Since 2007, Florence area third graders have learned about the spawning cycle of wild steelhead from STEP volunteers. The classroom is the Whitaker Fish trap, which sits a few hundred feet from the Siuslaw River that feeds into the Pacific Ocean.
Students study not only the steelhead life cycle, but also steelhead anatomy, stream ecology and how steelhead populations positively affect local flora and fauna.
The students watch as full-grown steelhead are separated one-at-a-time. The wild fish are released up-stream from the trap to spawn naturally. The hatchery-raised fish are marked, milked of their eggs and milt, then released downstream. This process ensures that only wild steelhead spawn above the trap in Whitaker Creek.
After an anatomy lesson for the students, the steelhead carcass is put back into the stream, just as members of the Siuslaw Tribe have done for generations. Then, the fish become part of the food web again, completing the steelhead lifecycle.

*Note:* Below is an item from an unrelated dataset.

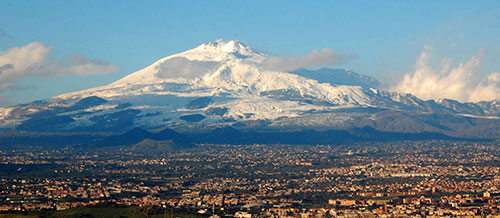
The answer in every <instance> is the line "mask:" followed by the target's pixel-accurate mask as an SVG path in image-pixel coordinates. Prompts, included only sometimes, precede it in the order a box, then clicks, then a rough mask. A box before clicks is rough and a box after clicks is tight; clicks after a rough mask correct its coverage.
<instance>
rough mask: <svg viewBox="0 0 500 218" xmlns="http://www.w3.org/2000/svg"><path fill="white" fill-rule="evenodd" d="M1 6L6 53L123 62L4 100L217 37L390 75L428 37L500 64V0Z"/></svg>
mask: <svg viewBox="0 0 500 218" xmlns="http://www.w3.org/2000/svg"><path fill="white" fill-rule="evenodd" d="M0 8H1V9H2V13H0V51H2V52H3V53H6V51H7V50H8V49H10V48H14V47H23V46H27V45H28V44H30V43H32V42H41V43H43V45H44V46H47V47H50V48H51V50H50V57H49V58H50V59H51V60H55V61H58V60H67V59H68V57H72V56H75V55H77V56H82V57H85V58H86V59H89V60H100V61H97V62H98V63H101V62H103V61H104V62H106V63H109V64H112V65H114V66H116V68H119V72H111V73H105V74H93V75H85V74H76V75H74V74H63V73H60V74H51V75H45V76H42V77H34V76H33V75H26V76H19V77H16V79H15V80H12V82H11V83H14V84H15V87H14V88H4V89H2V90H0V96H2V97H3V100H4V103H3V104H4V105H8V104H14V103H22V102H29V101H32V100H35V99H43V98H48V97H51V96H54V95H57V94H61V93H65V92H69V91H76V90H80V89H85V88H90V87H95V86H99V85H104V84H107V83H110V82H113V81H115V80H117V79H119V78H121V77H123V76H125V75H127V74H129V73H132V72H134V71H136V70H139V69H141V68H144V67H146V66H147V65H149V64H151V63H153V62H154V61H156V60H157V59H160V58H162V57H165V56H168V55H171V54H174V53H178V52H181V51H184V50H187V49H190V48H193V47H196V46H197V45H199V44H201V43H205V42H210V41H215V40H216V39H218V38H223V39H227V40H229V39H237V40H240V41H242V42H243V43H245V44H247V45H249V46H251V47H253V48H254V49H256V50H258V51H261V52H264V53H268V54H272V55H288V56H298V55H303V54H305V53H307V52H309V51H311V50H313V49H323V48H331V49H334V50H336V51H338V52H339V53H342V54H351V55H356V56H358V58H357V59H355V60H352V61H350V62H348V63H346V64H343V65H336V66H331V67H334V68H348V69H351V70H353V71H355V72H358V73H362V74H367V75H370V76H373V77H375V78H378V79H381V80H384V81H385V80H388V81H389V80H392V79H394V78H397V77H402V75H404V74H405V73H408V72H410V71H412V70H413V68H414V65H415V62H416V60H417V58H418V57H419V55H421V52H422V51H423V50H424V46H430V47H432V48H433V49H432V51H433V57H435V58H434V59H432V61H433V62H439V61H440V60H442V59H445V58H451V59H454V60H456V61H457V62H459V63H460V62H465V61H467V60H468V59H469V58H471V56H474V55H478V56H481V64H480V66H479V67H478V69H480V70H481V71H482V72H484V73H485V74H488V73H490V72H499V71H500V58H499V57H500V2H499V1H458V0H457V1H451V0H450V1H444V0H443V1H20V0H14V1H9V0H3V1H0ZM97 62H96V63H97ZM0 67H1V66H0ZM51 69H52V68H51ZM0 82H1V81H0ZM0 85H1V84H0ZM9 87H10V86H9ZM0 100H1V99H0Z"/></svg>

Jim Grano, STEP trip coordinator, explained, “The insects feed on the carcass and the juvenile fish feed on the insects. Raccoons or bears might drag the carcass into the forest, eat it, then fertilize trees with their scat.”
Scientific data shows just how important returning carcasses to the stream is to the continued life-cycle of steelhead. “We actually have proof that trees grow better near salmon streams,” noted Grano.